Pero fue, sin duda, entre hermandades, procesiones, jubileos, cabildos y cultos donde él más se realizó. Uno de sus cometidos era llevar a la casa de los recién fallecidos, y una vez que algún familiar del mismo diese cuenta al Mayordomo de la Hermandad de Ánimas del óbito, el correspondiente aparato mortuorio. Éste lo formaban los siguientes elementos: paño negro, Crucifijo, altar y candeleros. Ángel llegaba tan pronto como le era posible a la vivienda del difunto, y allí preparaba la estancia mortuoria convenientemente, ensamblaba el altar presidido por el Crucifijo y alumbrado por las cuatro velas de los candeleros, debajo del féretro colocaba el paño negro y a su alrededor cuatro cirios que daban una esperpéntica luz al cadáver. Si el finado además era hermano de la Cofradía de Ánimas, entonces era obligación suya también acompañar al muerto hasta el mismo cementerio con el estandarte de la Hermandad. Aún no se sabe cuanto ingreso le suponía a él esta actividad, pues cada familia le pagaba según su entender, capacidad y disposición, no habiéndose nunca estipulado por estos servicios de caridad cristiana cuota fija, y de lo cobrado, además, parte era para el sostenimiento de la Hermandad, al menos en teoría.

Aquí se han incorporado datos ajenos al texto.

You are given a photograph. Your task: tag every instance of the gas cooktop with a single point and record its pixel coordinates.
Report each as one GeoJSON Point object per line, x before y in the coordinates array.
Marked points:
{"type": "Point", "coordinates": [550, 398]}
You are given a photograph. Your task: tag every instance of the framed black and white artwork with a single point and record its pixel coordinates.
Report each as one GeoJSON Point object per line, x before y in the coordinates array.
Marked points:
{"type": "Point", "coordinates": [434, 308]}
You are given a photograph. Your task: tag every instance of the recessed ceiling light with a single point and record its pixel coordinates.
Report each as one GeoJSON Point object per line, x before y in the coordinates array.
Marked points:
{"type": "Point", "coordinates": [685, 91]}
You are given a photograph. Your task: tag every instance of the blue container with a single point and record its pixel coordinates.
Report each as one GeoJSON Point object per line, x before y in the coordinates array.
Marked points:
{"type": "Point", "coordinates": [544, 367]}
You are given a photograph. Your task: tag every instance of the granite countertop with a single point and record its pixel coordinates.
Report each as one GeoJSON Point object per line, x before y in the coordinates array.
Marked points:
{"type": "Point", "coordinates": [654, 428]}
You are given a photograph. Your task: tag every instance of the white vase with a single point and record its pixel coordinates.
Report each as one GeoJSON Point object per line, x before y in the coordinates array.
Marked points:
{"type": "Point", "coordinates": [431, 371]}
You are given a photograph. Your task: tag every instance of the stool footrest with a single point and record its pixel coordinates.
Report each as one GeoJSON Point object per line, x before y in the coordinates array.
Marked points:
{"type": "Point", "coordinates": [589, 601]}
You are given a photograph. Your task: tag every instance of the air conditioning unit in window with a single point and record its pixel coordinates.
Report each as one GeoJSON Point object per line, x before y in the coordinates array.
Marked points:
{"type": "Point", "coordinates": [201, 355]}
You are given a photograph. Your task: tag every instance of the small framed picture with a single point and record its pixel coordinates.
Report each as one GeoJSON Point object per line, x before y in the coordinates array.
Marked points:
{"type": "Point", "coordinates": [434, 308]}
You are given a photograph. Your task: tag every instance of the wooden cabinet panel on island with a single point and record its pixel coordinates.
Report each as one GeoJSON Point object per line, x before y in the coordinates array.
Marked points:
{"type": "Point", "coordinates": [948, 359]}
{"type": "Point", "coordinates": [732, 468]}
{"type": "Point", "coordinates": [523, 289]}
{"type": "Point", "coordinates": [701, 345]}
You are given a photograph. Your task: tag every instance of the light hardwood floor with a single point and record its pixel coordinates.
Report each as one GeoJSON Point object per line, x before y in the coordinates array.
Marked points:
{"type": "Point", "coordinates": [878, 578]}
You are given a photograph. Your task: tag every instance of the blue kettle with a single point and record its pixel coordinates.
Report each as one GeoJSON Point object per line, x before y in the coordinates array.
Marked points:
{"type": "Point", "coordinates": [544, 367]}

Ángel fue casi toda su vida hermano, también, de la Sacramental. No había cabildo o culto que no se contase con su presencia. Ejerció en la Hermandad, entre otros, el cargo de Muñidor durante varios años, empleo que le permitía contar con una modesta gratificación, de la que él siempre se quejaba en aras de conseguir una hipotética mejora. La función de su labor le permitía acudir con gran frecuencia a todas las casas: cobraba los recibos de la hermandad, repartía las citaciones y convocatorias para las diversas representaciones en actos de la parroquia o locales, cobraba y colocaba las velas para el Santísimo en el Triduo de Carnaval devolviendo después los cabitos, estaba pendiente de la boda de un algún hermano, pues entonces debía preparar la velación correspondiente a los novios, distribuía los hachones y medallas para los cultos, etc... Además, con una legión de niños, organizaba siempre la recogida de los pasos y de todos los utensilios con que se contaba, candeleros, paños y cortinas, manifestador, palio... en las dependencias del castillo, concretamente en la antigua cochera o cuadra del recinto amurallado.
Cuando por los años desapareció y su menuda figura dejó de presidir las viejas almenas del casi sempiterno castillo, un frío y fantasmal vacío se apoderó de sus muros y su ausencia por nuestras calles aún se añora.